Jury in Los Angeles decides that the opening guitar riff of ‘Stairway to Heaven’ was not copied from the Spirit track.

It’s one of the 1970’s most recognisable guitar riffs, but Led Zeppelin was recently in court to defend ‘Stairway to Heaven’ against accusations of copyright theft.

The copyright suit was brought by the trustee of deceased guitarist Randy ‘California’ Wolfe of US psychedelic rock band Swift over the 1967 instrumental track ‘Taurus’. Issued before the release of Led Zeppelin’s career-defining epic, ‘Taurus’ contains a similar sounding chord progression, but both Jimmy Page and Robert Plant deny ever having listened to the track.

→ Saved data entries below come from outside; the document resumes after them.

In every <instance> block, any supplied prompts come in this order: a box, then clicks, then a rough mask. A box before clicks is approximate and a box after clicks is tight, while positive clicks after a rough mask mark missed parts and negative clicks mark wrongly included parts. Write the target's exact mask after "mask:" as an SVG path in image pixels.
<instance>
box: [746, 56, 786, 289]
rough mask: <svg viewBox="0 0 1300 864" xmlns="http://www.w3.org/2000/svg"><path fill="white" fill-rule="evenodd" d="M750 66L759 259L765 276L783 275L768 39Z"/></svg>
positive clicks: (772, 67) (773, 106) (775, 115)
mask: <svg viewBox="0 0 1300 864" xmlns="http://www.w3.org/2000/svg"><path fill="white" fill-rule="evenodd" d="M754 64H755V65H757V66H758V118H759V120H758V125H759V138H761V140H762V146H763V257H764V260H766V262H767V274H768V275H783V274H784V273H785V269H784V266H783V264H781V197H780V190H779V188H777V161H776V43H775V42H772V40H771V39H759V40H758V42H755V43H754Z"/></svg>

Instead, the band successfully argued that the opening from ‘Stairway to Heaven’ is a derivative of a sequence commonly used in music, and that the lawsuit ignores the rest of the song, which builds over eight minutes and is substantially different to the Swift track.

The lawsuit also alleded that Led Zeppelin had a “deep-rooted history of lifting composition from blues artists and other songwriters who they have repeatedly failed to credit”, listing disputes over 16 other Led Zeppelin tracks.

However, the jury found in Led Zeppelin's favour, clearing the band of the allegations of plagiarism.